If you don’t know much about Chinese social media, do not fear; there are many service providers who can handle your publications and even include a few local KOL (Key Opinion Leaders, or Internet celebrities) to help you to take a place in China’s competitive online marketplace. For more insights into the world of KOL’s, check out our recent article on the biggest KOL’s in China in 2017.
Call to action
Talking about customer acquisition, it is important to make your customer’s life as easy as possible and provide the chance of buying/emailing/joining in one to two clicks. The attention span of the average Chinese customer shopping online is much shorter than that of a Western customer. This is due to the rapid pace and ‘everything-in-one-click’ lifestyle of China, where people are accustomed to being served or purchases completed in milliseconds; the 24/7 online support of 99% of e-commerce platforms is no-exception, payment is done in one scan plus one click, and most things are done automatically. Almost no-one is using online-banking as they used to – everything is linked to mobile payment. The new Chinese Consumer is therefore very time sensitive: do not waste their time. Long convincing texts – NO. Page after page of explanations – NO. Your copy should be easy to read, brighten the mood, make a point quickly and make purchasing an easy click of a button or scan of a QR code.
Search Engine friendly content
Now, Search Engine Optimization is a topic for a whole different article, but let’s talk about your content optimization for the China market. As you probably already know, Google is blocked in China, and it is all in hands of BAIDU. Nevertheless, there are still title tags, meta tags, page titles, and images to think about.
And here is where the localization of your website is absolutely necessary. It is not OK to just translate your tag and titles, since that will not guarantee that your local consumers are actually using those words. Using a well-known example, “pants” and “trousers” might be used interchangeably in one country, while the whole UK market will assume that the former product is underwear.

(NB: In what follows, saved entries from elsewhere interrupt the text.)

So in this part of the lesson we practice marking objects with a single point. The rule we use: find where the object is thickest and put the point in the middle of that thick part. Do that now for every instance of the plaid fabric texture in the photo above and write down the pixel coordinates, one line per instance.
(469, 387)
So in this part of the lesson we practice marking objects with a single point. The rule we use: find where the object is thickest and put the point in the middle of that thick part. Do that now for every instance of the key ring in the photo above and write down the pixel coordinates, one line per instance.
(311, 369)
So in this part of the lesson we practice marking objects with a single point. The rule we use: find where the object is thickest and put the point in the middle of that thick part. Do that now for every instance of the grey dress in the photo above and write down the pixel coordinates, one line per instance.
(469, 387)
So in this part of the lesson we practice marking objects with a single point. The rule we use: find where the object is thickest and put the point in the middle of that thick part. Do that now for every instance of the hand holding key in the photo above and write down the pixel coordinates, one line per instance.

Key word optimization and localization is a must for every market; you can’t just assume what terms will work and not being a native speaker will not help either. By purchasing the right SEO tools that will show you which keywords are searched how many times in a particular region will save you a great amount of time and money. Doing the localization in-house is not something we recommend, but if you want to give it a shot, here is a tool that can be useful. Of course, there are more professional tools available on the market, as well as researchers, comparison campaigns and so on.
Forbidden terms in China
Coming to content marketing in China, there is an update in the law: there is a fairly extensive list of words and phrase you cannot use, most of which refer to being the best, strongest, fastest, original, 100% or even “real leather”, and violating this law will lead to a fine up to 300 000 RMB or even 300 days in jail! Now, if you want to protect your marketing director from this fate, check the full list of forbidden terms on our dedicated article here.
Brand & company naming – is it necessary?
Since the writing system in China is dramatically different, your brand name/company name will be translated whether you want it or not, so you better have the time and resources to have it done. To see examples of some brand naming failures in China and some useful information on how to avoid similar fates, please see one of our previous articles.
Don’t forget that double checking the final list of the possible name translations will save some time and money, as well as prevent you from some embarrassing situations.